Fuzion leaves paint dripping wet You'll love it


----------



## Kyle 86 (Jun 15, 2013)

Im definitely going to get some. I want to try souveran aswell. Both seem very evenly matched on the gloss and ease of use except than souveran dont last 2 minutes


----------



## Ads_ClioV6 (Apr 27, 2014)

It does last a few weeks sovereign,like butter my fave wax.The crystal mist QD is another fave Kyle.


----------



## Blueberry (Aug 10, 2007)

Fuzion is great and I bought a pot of Souveran which I'm yet to use. Looking to try that in the next few weeks.


----------



## ajb39oh (Aug 1, 2011)

Fuzion is very good. Looks wet on light colors as well as dark.


----------



## Kyle 86 (Jun 15, 2013)

ADSCLIOCUP said:


> It does last a few weeks sovereign,like butter my fave wax.The crystal mist QD is another fave Kyle.

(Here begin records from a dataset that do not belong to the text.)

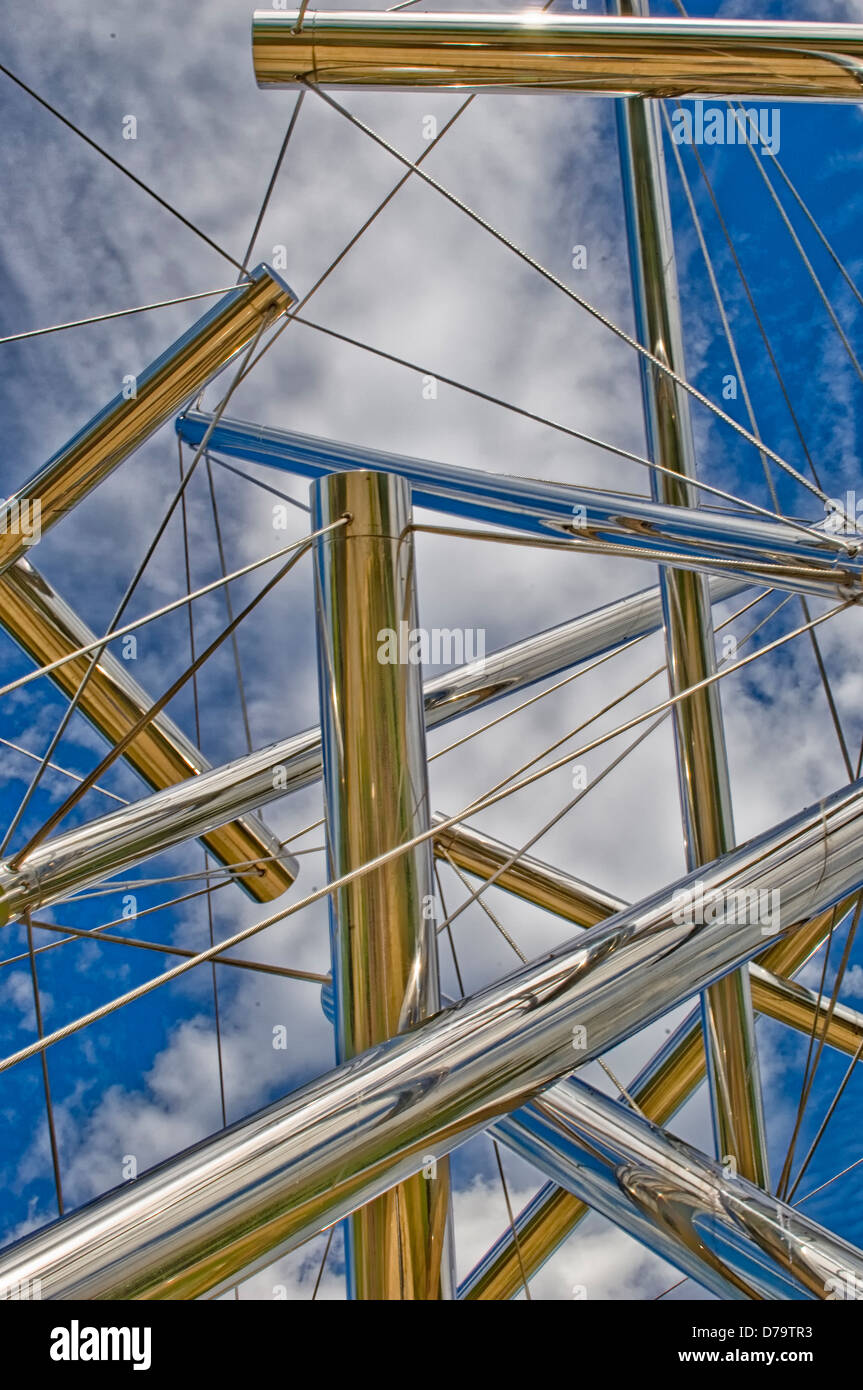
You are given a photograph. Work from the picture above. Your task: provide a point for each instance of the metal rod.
(145, 403)
(375, 792)
(578, 53)
(726, 1232)
(659, 1090)
(705, 791)
(89, 854)
(763, 552)
(236, 1201)
(46, 627)
(552, 888)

Sweeet. Give ADS fruit twist a go on the cup ull love it


----------



## Ads_ClioV6 (Apr 27, 2014)

Recently picked up Onyx and BOS.Intrigued by Satsuma Rock ,what sort of finish does it give.


----------



## Kimo (Jun 7, 2013)

ADSCLIOCUP said:


> Recently picked up Onyx and BOS.Intrigued by Satsuma Rock ,what sort of finish does it give.


Very glossy and wet

A favourite wax of mine and if you check out my 'top 5 waxes' thread I think it was sat in 2nd or 3rd place with the amount of votes across the forum 

Can't wait to see it on the blue paint


----------



## Ads_ClioV6 (Apr 27, 2014)

Kimo said:


> Very glossy and wet
> 
> A favourite wax of mine and if you check out my 'top 5 waxes' thread I think it was sat in 2nd or 3rd place with the amount of votes across the forum
> 
> Can't wait to see it on the blue paint


 Cheers so a nice nuba glow.Can you layer it ok,just thinking of trying spring time.


----------



## dillinja999 (Aug 26, 2013)

Kimo said:


> Very glossy and wet
> 
> A favourite wax of mine and if you check out my 'top 5 waxes' thread I think it was sat in 2nd or 3rd place with the amount of votes across the forum
> 
> Can't wait to see it on the blue paint


What motor you got?


----------



## Kimo (Jun 7, 2013)

ADSCLIOCUP said:


> Cheers so a nice nuba glow.Can you layer it ok,just thinking of trying spring time.


Ive had no issues, it looks great when first applied but a few hours later it gets even better then get up the next day and your jaw drops lol

I'll pm some pics



dillinja999 said:


> What motor you got?


Temporarily got a Clio 172 track car lol


----------



## Guitarjon (Jul 13, 2012)

I own two swissvax waxes. I've had more but the two I have are onyx and crystal Rock. Onxy for my own car and crystal rock for paying customers. 

Onyx is a lovely wax with a nice rich, deep tone. Smells good and lasts well. Worth its price.

Crystal rock doesn't apply quite as easily, although not hard but I just can't justify the £800 price tag it comes with. The only way I can justify it is to surcharge customers for the privilege.


----------